Hong Kong’s newly opened M+ museum has announced a significant donation of works by the preeminent Chinese artist Zao Wou-Ki, who died in 2013 at the age of 93. The group was gifted by the artist’s stepdaughter, Sin-May Roy Zao.
According to a statement from the museum, the 12 works, most of them done on paper, represent an understudied period of Zao’s prolific career in which he departed from his grand gestural paintings in favor of printmaking. The gift also consists of early figurative paintings dating from the late 1940s and early 1950s, when the Beijing-born artist was living in Paris among artists like Joan Miró and Alberto Giacometti.
“Few artists have achieved the acclaim of Zao Wou-Ki. The trailblazing modernist master earned fame in the Paris art world by integrating his Chinese aesthetic heritage with European artistic mediums,” the museum wrote on Instagram.
Zao is considered one of the greatest talents in recent Asian art history, and his paintings—which can easily fetch upwards of $65 million at auction—have grown difficult to acquire for public collection because they are so expensive. They have been prized because Zao was able to mingle styles taken from European modernism and Chinese visual culture.
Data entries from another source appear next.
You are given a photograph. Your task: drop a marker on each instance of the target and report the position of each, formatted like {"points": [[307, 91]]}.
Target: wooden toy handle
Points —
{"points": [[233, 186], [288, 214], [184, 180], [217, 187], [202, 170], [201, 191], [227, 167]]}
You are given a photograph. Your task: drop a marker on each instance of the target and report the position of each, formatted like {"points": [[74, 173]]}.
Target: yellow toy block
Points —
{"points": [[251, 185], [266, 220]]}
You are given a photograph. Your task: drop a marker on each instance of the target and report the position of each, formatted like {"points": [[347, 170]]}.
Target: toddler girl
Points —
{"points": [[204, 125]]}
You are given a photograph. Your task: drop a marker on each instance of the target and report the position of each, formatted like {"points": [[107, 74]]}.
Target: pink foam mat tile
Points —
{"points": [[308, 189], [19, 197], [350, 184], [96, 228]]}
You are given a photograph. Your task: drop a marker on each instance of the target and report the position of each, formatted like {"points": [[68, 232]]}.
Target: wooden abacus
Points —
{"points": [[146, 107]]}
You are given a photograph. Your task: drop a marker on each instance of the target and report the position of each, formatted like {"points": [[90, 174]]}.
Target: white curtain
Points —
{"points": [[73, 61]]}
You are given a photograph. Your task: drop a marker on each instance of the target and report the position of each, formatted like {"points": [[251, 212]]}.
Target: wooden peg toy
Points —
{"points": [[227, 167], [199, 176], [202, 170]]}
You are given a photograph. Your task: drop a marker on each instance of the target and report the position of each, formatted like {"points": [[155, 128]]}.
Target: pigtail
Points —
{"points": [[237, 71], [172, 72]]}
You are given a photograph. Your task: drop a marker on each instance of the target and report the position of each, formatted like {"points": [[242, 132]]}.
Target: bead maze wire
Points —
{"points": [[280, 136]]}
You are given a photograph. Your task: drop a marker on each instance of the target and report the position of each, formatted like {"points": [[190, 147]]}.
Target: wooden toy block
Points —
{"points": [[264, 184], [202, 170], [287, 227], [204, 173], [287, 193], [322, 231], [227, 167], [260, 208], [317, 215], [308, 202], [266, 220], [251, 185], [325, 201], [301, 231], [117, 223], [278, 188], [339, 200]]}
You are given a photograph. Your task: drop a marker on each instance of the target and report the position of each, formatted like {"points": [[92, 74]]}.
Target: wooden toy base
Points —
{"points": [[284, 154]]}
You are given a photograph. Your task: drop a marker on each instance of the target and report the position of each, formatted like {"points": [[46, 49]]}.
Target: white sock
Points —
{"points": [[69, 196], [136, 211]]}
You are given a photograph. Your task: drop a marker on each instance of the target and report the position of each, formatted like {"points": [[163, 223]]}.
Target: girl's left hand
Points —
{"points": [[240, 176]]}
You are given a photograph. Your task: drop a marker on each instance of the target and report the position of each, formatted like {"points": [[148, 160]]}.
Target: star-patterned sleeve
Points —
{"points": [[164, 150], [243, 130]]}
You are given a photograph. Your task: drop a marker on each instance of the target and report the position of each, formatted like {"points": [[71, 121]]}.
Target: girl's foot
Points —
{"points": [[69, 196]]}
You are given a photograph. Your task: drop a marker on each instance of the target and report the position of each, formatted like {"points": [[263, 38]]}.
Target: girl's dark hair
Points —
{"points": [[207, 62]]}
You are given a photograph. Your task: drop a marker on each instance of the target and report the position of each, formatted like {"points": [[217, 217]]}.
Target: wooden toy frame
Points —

Roy’s gift includes nine prints dating from between 1950 and 2000. Speaking to the South China Morning Post, Lesley Ma, the M+ museum’s curator of ink art, called the printmaking process a “wonderful playground” for Zao. She added, “You can see how he was trying to incorporate aspects of the calligraphic and ink landscape tradition. It was an interesting primary medium for him.”
The first of the two oil paintings, Open Air Theatre (1945), is one of Zao’s earliest forays into figuration, and the second, Piazza Siena (1951), was painted only a few years after but already carries the influence of the Parisian émigrés, in particular Paul Klee, whose work left a strong impact on Zao.
Zao left Paris in 1958 following a painful split from his first wife, Xie Jing-lan. For a brief period afterward, he went returned to Hong Kong, where he met his second wife, the actress Chan May-kan, who died in 1972. The two moved back to Paris with May’s daughter, Sin-May, and settled in a home close to Alberto Giacometti’s studio.
“Although the influence of Paris is undeniable in all my training as an artist, I also wish to say that I have gradually rediscovered China,” Zao once told Christie’s. “Paradoxically, perhaps, it is to Paris that I owe this return to my deepest origins.”